No one ever spoke about him.

As if he never existed.

History has always taken care, except for the usual things, to spend many hours in front of the mirror removing the bothersome blemishes on her face.

His name is barely mentioned.

"Graseti : Corfiot, collaborator of the atheist French terrorists in Corfu during 1797" 

Young Mikelis was taken in off the streets, by Konstantis Grasetis, a furniture maker in Porta Remounda.

They had no children so he was adopted.

He was home tutored and taken to work with his stepfather.

In 1797 Mikelis Graseti was thirty years old and one of the few young men in Corfu who knew how to read and write.

Upon the arrival of the French Republicans in Corfu he was the first to enlist in the "People's Militia" formed by the French and became the first Jacobin in the Ionian Islands.

He became chairman of the first appointed temporary Municipal Council to exist, which was installed in that most sacrosanct of spaces for the local nobility, the Gallery of Nobles, the Loggia dei Nobili, which is known today as the San Giacomo (Old Town Hall)

In this Municipal Council all members came from the lower/popular classes 

 The Jewish community was represented by five members and as well as disciples of all other faiths.

The first female municipal council member was Marousa Apalira of Andriolos, a twenty year old gipsy girl from Mandouki, where many gipsies had arrived and resided having been exiled by the Catholic Church of Spain.

The idea of a Municipal Council at the time was unimaginable.

Authority was held up to then generally by the Venetians and in everyday life by the armed gangs of the nobles.

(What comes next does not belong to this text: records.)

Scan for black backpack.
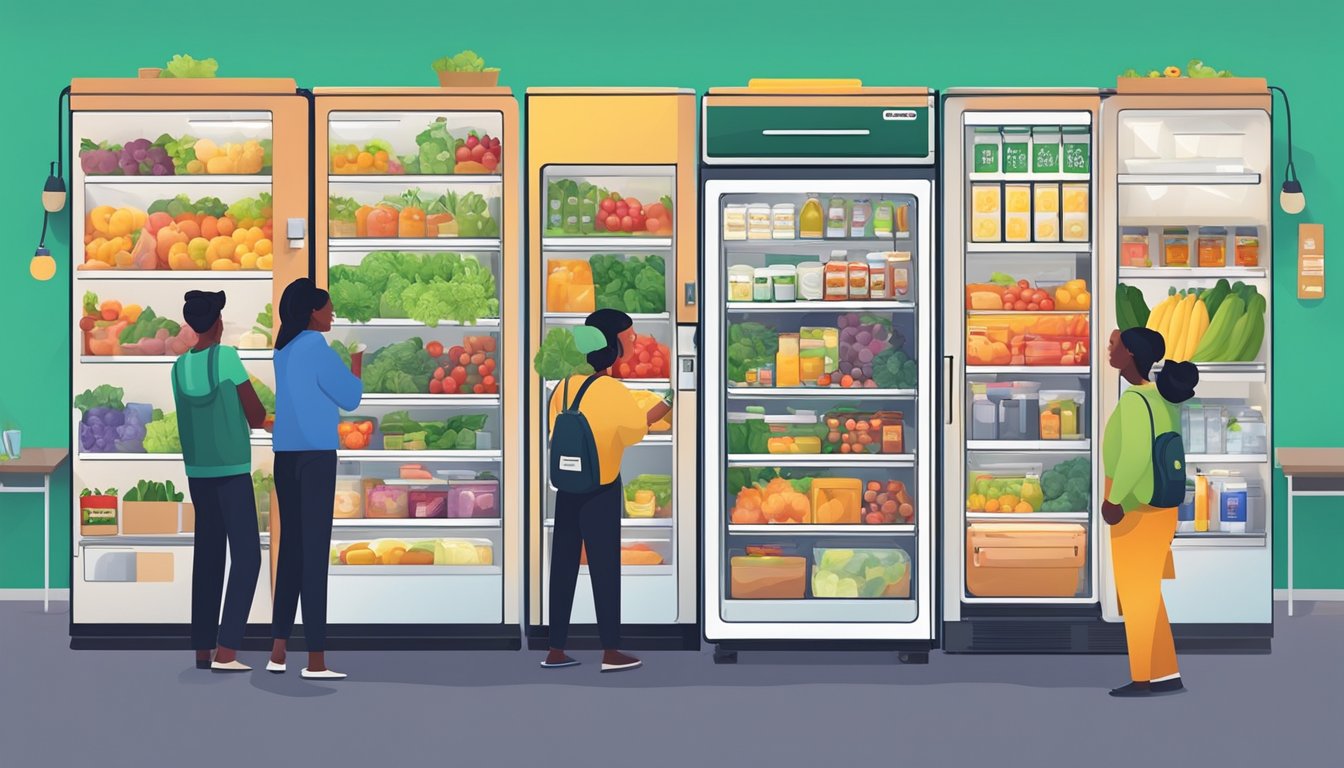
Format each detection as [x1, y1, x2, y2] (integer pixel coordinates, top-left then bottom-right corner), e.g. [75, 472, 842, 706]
[1133, 390, 1186, 508]
[549, 374, 604, 494]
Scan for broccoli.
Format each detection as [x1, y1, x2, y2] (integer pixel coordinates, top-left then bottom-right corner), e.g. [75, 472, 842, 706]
[1040, 468, 1067, 500]
[1040, 497, 1073, 513]
[1065, 476, 1090, 499]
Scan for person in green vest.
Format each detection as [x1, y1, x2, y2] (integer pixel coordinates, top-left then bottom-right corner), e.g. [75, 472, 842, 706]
[1102, 327, 1199, 698]
[172, 290, 268, 672]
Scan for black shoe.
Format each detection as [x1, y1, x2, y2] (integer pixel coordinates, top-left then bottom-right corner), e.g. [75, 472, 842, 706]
[1150, 677, 1185, 695]
[1108, 681, 1151, 697]
[195, 659, 212, 670]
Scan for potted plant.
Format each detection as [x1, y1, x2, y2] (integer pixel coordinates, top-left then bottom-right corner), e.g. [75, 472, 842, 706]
[121, 480, 191, 535]
[138, 68, 162, 79]
[79, 488, 119, 536]
[431, 50, 500, 87]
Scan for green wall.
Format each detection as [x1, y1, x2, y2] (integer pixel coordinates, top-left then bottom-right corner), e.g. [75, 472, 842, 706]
[2, 0, 1341, 591]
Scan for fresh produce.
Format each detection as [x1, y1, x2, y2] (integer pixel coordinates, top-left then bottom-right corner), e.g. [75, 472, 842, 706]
[834, 313, 901, 387]
[80, 292, 198, 356]
[871, 347, 918, 389]
[328, 251, 499, 326]
[863, 480, 915, 525]
[330, 140, 400, 175]
[379, 410, 490, 451]
[328, 196, 361, 237]
[1039, 457, 1091, 513]
[545, 259, 595, 313]
[533, 327, 594, 381]
[1137, 280, 1266, 363]
[453, 131, 501, 174]
[1120, 59, 1234, 79]
[332, 538, 493, 566]
[81, 206, 150, 269]
[822, 411, 905, 455]
[168, 135, 270, 175]
[123, 480, 185, 503]
[337, 419, 375, 450]
[430, 50, 500, 74]
[730, 476, 814, 524]
[547, 179, 674, 236]
[614, 334, 670, 380]
[726, 322, 779, 384]
[143, 411, 181, 454]
[812, 548, 909, 599]
[967, 471, 1046, 514]
[590, 253, 667, 314]
[79, 136, 174, 177]
[160, 54, 219, 78]
[83, 195, 272, 271]
[624, 474, 672, 518]
[631, 390, 671, 431]
[410, 119, 455, 175]
[75, 387, 153, 454]
[1115, 283, 1151, 331]
[253, 470, 274, 531]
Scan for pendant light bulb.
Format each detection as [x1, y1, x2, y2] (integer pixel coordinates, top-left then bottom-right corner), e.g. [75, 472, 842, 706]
[1280, 178, 1306, 215]
[42, 174, 67, 213]
[30, 246, 56, 281]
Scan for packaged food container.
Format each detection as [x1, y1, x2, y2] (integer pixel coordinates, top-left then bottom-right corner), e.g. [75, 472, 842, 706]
[894, 201, 912, 237]
[408, 488, 449, 518]
[1002, 127, 1031, 174]
[1062, 126, 1091, 174]
[730, 548, 806, 599]
[866, 253, 889, 298]
[747, 204, 772, 239]
[771, 203, 796, 239]
[849, 198, 872, 238]
[796, 261, 825, 301]
[1061, 183, 1089, 242]
[1204, 404, 1226, 454]
[1004, 183, 1031, 242]
[1197, 227, 1227, 268]
[1234, 228, 1260, 267]
[775, 333, 801, 388]
[1039, 390, 1086, 440]
[1025, 335, 1090, 367]
[1219, 481, 1248, 533]
[825, 196, 848, 239]
[1032, 127, 1061, 174]
[446, 479, 499, 518]
[998, 394, 1040, 440]
[752, 267, 773, 302]
[771, 266, 797, 302]
[971, 183, 1001, 242]
[1162, 228, 1190, 267]
[1121, 228, 1151, 267]
[723, 205, 748, 241]
[812, 547, 911, 598]
[973, 127, 1002, 174]
[861, 479, 915, 524]
[966, 463, 1045, 514]
[1224, 407, 1266, 454]
[800, 326, 839, 377]
[728, 264, 755, 302]
[79, 492, 119, 536]
[1034, 183, 1060, 242]
[1182, 403, 1207, 453]
[966, 523, 1086, 597]
[886, 252, 912, 300]
[847, 259, 870, 299]
[808, 477, 863, 524]
[872, 200, 895, 238]
[824, 255, 850, 300]
[970, 384, 998, 440]
[799, 195, 825, 239]
[334, 475, 364, 519]
[365, 484, 409, 518]
[822, 410, 904, 455]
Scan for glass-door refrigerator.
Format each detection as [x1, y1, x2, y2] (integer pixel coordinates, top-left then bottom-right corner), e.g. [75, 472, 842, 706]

This temporary government began to legislate and started by confiscating all the church property, Orthodox as well as Catholic.

The first public and free-of-charge school was founded at St. Francis church.

The first student to enroll was Marousa Apalira.

The first municipal library was created in the church of Holy Mary of Tenedos with books collected by French soldiers.

The first municipal printing press opened in the Annunciata monastery and the first papers were printed as well as decisions of the council in the form of wall newspapers.

The first municipal and free-of-charge Infirmary began to operate (probably) in Agios Ioannis.

These changes were unthought of for the society of those times, so much so, that there is nothing they can be compared to today. Only if someone could see with the eyes of that era, could it be understood.

In essence the foundations of the new bourgeois democracy were being laid by the French revolution which still retained a plebeian character.

These changes created a great shock to the existing feudal society. The nobles gangs started murdering Councillors family members.

In the winter of 1798 all councillors had lost someone from their family.

These brought on a reaction by the Corfiot Jacobins as well as the French republicans. 

In one night the Municipal Council resigned and was replaced by a revolutionary commitee.

The same night they went to the houses of the nobles and collected all the titles and mortgages through which the nobles retained control.

They gathered them in a pile at the spot where Pentofanaro is today and burned them. 

They then arrested members of the most hated noble families and hung them from the arches of the Liston. 

They left the bodies hanging there for days in order to rot. 

The reason was not anger, as anyone might imagine, but something much more important. 

The people of those times did not simply believe the nobles were just rich, but that they were... another species.

The people had to be convinced by seeing with their own eyes that nobles die and rot just the same as everyone else.

 In 1799 The Tsar and the Sultan allied together and sent a fleet to bring back order to the islands.

Admiral Ouzakov and his fleet besieged the French and the Corfiot Jacobins holed up in the Old Fortress and following six months of negotiations with the French government allowed them to get on the ships and leave.

The road towards the collapse of the Feudarchy had been opened however and the political movements of the next period of the Septinsular republic sealed its fate.

Mikelis Grasetis and Marousa Apalira left with the ships. 

Their relatives all killed and their names lost from the island.

I searched and found many "Graseti" surnames along the coasts of the Adriatic, in Italy as well as Croatia.

A few dozen Corfiots and me signed a petition and sent it to the municipal council

We were asking for a monument to be erected at Pentofanaro in memory of the French Republicans and the Corfiot Jacobins.

Everyone said yes, but the petition was never brought to a council meeting.

One line was left in the History books

"Graseti": Corfiot, collaborator of the atheist French terrorists in 1797"

PS

The historical facts about the two year period the French Republicans were here was collected by Panagiotis Peristeris over many arduous years.